エンジニア向けのビジネスモデルPCなら装備されている可能性もありますが、家庭向けモデルだとWindows95~98SE辺りの世代になると思いますので、入手がやや困難かもしれませんが、FCSSはWindowsXP SP3までは起動確認しています。

尚、以下の環境設定を対象とした解説であり、旧バージョンやバージョンアップ版では多少内容が違ってくる場合もありますので、予めご了承下さい。

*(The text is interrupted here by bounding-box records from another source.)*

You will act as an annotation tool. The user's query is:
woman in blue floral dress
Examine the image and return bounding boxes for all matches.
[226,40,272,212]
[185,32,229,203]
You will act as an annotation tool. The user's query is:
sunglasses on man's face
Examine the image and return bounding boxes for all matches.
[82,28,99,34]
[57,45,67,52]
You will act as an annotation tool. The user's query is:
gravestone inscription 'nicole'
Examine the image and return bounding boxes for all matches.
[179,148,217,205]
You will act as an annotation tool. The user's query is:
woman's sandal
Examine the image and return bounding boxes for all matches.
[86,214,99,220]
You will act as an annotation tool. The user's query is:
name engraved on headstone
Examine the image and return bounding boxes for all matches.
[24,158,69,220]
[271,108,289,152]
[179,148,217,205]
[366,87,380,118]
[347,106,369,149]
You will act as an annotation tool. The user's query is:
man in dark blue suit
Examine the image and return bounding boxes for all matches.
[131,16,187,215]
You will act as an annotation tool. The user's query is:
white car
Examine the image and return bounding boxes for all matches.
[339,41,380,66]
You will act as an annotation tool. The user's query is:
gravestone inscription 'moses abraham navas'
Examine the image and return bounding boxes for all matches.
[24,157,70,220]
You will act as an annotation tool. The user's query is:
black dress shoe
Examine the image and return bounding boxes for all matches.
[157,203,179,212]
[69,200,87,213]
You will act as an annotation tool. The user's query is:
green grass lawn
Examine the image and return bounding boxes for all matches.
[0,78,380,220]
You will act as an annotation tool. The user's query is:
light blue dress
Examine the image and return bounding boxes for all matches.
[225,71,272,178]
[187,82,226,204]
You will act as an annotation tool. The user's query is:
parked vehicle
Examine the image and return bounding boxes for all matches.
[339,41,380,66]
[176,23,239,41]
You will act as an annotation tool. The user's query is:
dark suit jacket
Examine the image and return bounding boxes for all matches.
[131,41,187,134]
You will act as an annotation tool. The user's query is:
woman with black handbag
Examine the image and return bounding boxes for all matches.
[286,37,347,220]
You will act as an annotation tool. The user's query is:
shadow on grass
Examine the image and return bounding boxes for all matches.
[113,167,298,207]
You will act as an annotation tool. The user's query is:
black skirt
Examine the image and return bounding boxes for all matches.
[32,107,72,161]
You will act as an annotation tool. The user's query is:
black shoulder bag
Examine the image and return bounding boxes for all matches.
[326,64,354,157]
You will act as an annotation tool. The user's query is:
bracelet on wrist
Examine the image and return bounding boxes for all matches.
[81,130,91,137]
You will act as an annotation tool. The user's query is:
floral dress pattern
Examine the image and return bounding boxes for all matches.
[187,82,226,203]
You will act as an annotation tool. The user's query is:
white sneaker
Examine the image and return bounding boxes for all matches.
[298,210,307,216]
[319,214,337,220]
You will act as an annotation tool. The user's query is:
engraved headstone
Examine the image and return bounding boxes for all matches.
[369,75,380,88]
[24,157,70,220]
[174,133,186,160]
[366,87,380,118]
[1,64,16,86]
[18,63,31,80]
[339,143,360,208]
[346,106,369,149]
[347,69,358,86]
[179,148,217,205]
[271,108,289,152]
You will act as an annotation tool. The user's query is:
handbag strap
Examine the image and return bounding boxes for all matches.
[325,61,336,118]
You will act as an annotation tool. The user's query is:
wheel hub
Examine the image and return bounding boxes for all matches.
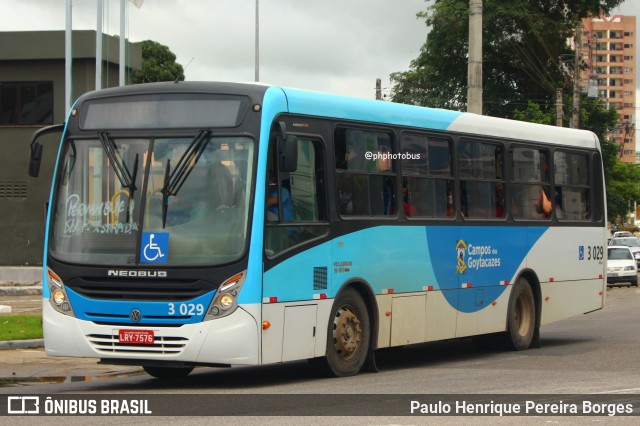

フリーダムバージョン:FC-03K (空燃比計連動機能オプション有り)
FCSSバージョン:for Windows Ver.2.14
環境設定
エンジン&車種選択:0 共通
データ保存フォルダー:FCDATA

※注意!
当サイトの掲載情報はE&Eシステム社の公式マニュアルの内容とは全く異なりますので、誤った解釈が混じっている可能性があります。予めご了承ください。

本ページの項目では外気圧補正MAPと、VTEC(VVT)などの可変バルブタイミング機構を制御するバルブタイミングマップの確認方法や編集方法を説明しています。

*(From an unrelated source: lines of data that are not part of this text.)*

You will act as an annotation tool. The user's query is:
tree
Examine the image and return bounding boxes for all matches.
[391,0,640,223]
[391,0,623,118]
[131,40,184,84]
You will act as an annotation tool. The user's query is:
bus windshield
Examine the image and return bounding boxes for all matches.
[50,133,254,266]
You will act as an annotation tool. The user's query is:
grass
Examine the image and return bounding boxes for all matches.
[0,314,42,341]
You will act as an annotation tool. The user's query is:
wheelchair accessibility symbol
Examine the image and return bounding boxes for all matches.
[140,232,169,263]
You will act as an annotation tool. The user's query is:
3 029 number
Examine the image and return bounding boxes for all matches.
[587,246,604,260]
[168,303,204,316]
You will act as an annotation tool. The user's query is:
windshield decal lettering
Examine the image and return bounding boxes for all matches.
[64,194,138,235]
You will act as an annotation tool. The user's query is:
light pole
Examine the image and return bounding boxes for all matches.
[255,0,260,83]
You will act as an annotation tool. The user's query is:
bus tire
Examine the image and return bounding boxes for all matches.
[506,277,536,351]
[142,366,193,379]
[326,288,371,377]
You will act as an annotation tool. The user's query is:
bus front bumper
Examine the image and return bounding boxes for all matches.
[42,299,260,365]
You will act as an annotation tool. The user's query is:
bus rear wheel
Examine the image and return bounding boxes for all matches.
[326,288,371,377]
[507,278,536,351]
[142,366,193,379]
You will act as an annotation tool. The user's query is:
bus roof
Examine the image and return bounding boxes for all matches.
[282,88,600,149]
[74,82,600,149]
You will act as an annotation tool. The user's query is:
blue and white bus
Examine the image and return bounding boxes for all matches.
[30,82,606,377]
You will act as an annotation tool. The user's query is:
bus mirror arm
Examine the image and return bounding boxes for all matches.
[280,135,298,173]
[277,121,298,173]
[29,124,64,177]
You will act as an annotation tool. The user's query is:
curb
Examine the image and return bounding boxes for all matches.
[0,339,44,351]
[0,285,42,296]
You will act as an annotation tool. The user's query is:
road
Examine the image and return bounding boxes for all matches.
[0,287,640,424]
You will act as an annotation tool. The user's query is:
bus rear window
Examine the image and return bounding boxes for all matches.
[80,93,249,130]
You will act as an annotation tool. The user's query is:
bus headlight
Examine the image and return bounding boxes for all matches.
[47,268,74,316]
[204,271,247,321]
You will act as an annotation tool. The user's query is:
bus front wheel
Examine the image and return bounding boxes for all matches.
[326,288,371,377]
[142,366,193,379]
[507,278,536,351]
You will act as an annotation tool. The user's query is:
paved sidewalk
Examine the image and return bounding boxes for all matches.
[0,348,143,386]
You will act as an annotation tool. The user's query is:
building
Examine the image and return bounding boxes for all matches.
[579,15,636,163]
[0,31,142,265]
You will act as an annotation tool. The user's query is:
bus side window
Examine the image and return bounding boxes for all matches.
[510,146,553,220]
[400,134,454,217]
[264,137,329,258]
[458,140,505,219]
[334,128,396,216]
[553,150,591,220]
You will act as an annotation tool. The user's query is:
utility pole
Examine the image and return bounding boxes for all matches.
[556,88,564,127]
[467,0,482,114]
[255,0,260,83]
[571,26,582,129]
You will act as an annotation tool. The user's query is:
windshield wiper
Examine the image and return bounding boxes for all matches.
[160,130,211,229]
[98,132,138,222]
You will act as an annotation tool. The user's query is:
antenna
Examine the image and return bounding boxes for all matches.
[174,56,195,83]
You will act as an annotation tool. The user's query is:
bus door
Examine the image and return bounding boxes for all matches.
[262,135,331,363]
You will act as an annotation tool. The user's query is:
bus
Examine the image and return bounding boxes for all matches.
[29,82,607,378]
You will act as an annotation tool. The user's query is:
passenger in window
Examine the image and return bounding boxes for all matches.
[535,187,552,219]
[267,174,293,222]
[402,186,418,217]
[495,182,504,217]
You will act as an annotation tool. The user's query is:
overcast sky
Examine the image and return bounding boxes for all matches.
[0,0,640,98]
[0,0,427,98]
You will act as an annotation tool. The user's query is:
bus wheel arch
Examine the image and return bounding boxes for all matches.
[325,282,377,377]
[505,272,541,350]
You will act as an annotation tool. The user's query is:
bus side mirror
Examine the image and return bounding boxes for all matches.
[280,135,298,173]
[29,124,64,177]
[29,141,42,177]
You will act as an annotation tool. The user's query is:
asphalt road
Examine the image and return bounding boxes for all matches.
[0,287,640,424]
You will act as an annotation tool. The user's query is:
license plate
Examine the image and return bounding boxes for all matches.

入力時には「半角英数」になっている事を確認してから編集を行ってください。

他の係数やMAPの解説、フリーダムの初期設定などについては、セッティングマニュアルのメニューより、各項目の解説ページを参照してください。

◆06.外気圧補正マップ

◆07.バルブタイミングマップ

◆07-01.バルブタイミングマップ編集

◆07-02.3Dマップ表示

◆セッティングマニュアルメニュー

■06.外気圧補正マップ

外気圧の変化に対する吸気圧軸の燃料噴射量補正マップを編集します。

外気圧補正方式フラグを「1 外気圧補正マップ方式」に設定している場合に使用するマップです。

スピードデンシティ方式(Dジェトロ制御)では、吸気圧変換方式がデフォルトとなっている為、主にスロットルスピード方式(スロポジ制御)で使用します。

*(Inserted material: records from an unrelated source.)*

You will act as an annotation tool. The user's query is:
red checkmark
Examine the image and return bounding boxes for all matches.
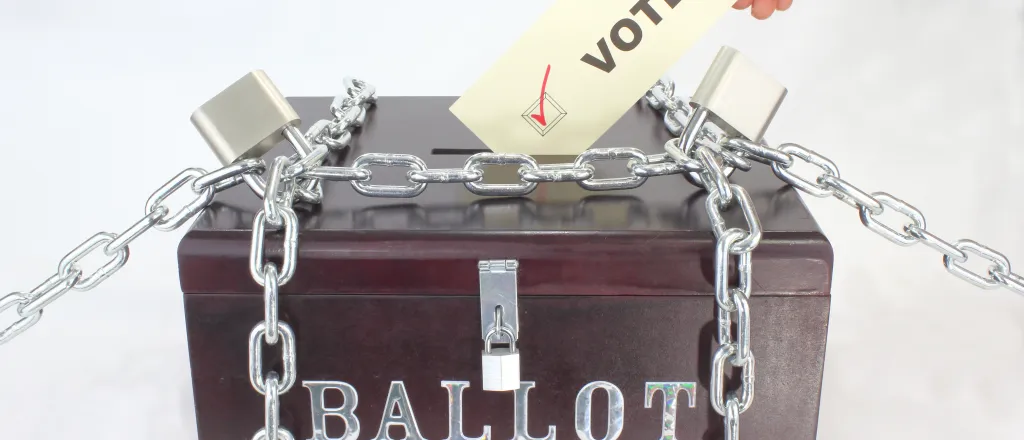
[529,64,551,127]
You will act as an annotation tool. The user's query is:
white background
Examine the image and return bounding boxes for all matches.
[0,0,1024,440]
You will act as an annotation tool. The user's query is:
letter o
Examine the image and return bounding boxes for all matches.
[610,18,643,52]
[575,382,626,440]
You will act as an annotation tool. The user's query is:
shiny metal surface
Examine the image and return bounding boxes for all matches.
[771,143,839,197]
[572,147,648,191]
[249,208,299,285]
[477,260,519,337]
[440,381,492,440]
[57,232,128,292]
[350,153,427,197]
[693,47,786,142]
[145,168,213,232]
[191,71,299,165]
[512,382,556,440]
[643,382,697,440]
[575,382,626,440]
[705,184,762,254]
[860,192,927,246]
[942,239,1016,289]
[723,135,1024,295]
[8,68,1024,439]
[302,381,362,440]
[463,152,540,196]
[373,382,426,440]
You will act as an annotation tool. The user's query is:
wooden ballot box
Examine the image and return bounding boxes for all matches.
[178,97,833,440]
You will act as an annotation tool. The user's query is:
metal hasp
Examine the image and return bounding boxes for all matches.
[478,260,519,391]
[692,47,786,143]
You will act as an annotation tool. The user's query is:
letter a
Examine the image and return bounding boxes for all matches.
[374,381,426,440]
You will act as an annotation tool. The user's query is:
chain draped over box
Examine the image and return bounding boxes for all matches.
[0,75,1024,440]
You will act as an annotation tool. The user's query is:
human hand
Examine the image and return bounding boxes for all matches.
[732,0,793,19]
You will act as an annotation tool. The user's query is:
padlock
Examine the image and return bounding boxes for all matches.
[191,71,302,166]
[681,47,786,145]
[482,325,519,391]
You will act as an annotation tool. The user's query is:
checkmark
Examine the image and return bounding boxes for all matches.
[529,64,551,126]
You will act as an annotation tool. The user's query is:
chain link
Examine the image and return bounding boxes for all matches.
[242,73,376,440]
[0,160,264,344]
[0,70,1024,440]
[722,139,1024,295]
[647,80,761,440]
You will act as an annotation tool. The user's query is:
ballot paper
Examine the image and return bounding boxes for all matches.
[451,0,734,156]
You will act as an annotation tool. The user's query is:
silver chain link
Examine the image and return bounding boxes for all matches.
[646,80,762,440]
[724,139,1024,295]
[0,159,264,344]
[243,79,376,440]
[0,71,1024,440]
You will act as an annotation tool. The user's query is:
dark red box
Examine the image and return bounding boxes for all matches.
[178,97,833,440]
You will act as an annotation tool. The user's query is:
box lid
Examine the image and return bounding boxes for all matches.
[178,96,833,296]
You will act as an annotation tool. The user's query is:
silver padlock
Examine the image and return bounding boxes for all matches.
[693,47,786,143]
[191,71,327,204]
[191,71,301,166]
[482,325,519,391]
[678,47,786,157]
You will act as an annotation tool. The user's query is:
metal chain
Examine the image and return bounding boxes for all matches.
[0,71,1024,440]
[249,157,299,440]
[724,139,1024,295]
[249,79,377,440]
[0,159,265,344]
[646,80,762,440]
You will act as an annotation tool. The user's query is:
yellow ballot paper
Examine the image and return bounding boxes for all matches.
[451,0,735,156]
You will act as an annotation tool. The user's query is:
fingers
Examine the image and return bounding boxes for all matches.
[732,0,793,19]
[732,0,754,10]
[751,0,778,19]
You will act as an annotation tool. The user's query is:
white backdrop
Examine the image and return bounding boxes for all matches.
[0,0,1024,440]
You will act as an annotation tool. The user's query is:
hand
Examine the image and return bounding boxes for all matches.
[732,0,793,19]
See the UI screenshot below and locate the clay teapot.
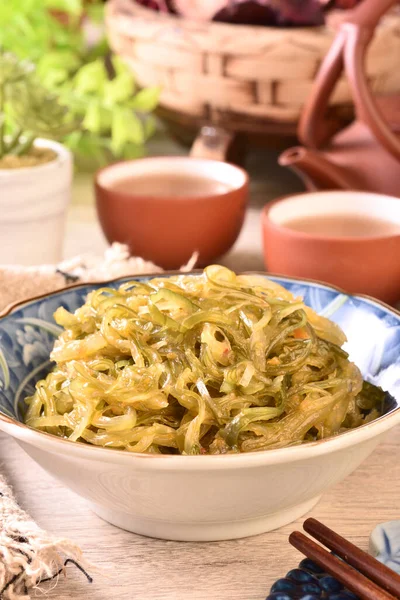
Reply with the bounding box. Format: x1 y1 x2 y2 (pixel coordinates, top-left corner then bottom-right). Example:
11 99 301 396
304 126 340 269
279 0 400 196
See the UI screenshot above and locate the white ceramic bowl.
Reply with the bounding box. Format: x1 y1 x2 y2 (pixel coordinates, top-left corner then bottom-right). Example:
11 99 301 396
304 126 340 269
0 277 400 541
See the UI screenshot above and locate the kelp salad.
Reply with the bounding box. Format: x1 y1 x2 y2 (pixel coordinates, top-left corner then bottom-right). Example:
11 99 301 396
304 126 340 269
25 265 384 455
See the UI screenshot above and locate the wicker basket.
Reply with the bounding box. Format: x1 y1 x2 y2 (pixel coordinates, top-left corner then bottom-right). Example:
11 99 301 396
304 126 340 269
106 0 400 134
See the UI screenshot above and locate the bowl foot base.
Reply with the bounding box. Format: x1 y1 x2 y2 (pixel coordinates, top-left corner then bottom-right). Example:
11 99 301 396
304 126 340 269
90 496 320 542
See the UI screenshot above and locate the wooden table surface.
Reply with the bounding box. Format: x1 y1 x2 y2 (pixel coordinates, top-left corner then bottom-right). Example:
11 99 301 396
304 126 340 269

外気圧の変動は天候の影響もありますが、大きく関係してくるのは主に標高となります。

高地へ行くほど外気圧は下がり、大気の密度は低下するため、単純に酸素濃度の低下に合わせて燃料噴射量を減少させるイメージです。

Dジェトロ制御で吸気圧変換方式を使用する場合は、外気圧を基に等価吸気管圧力を求めて読むマップ位置が変化しますが、スロポジ制御の場合は吸気圧を燃料噴射量の計算に用いないため、このズレに対応出来ず、希薄な空気に対して平地と変わらぬ噴射量が使用されてしまい、空燃比は非常に濃いものとなります。

そのため、外気圧の変化に対する空燃比のズレを修正し、点火時期と空燃比のバランスが崩れる事を最小限に抑えるためのマップとなります。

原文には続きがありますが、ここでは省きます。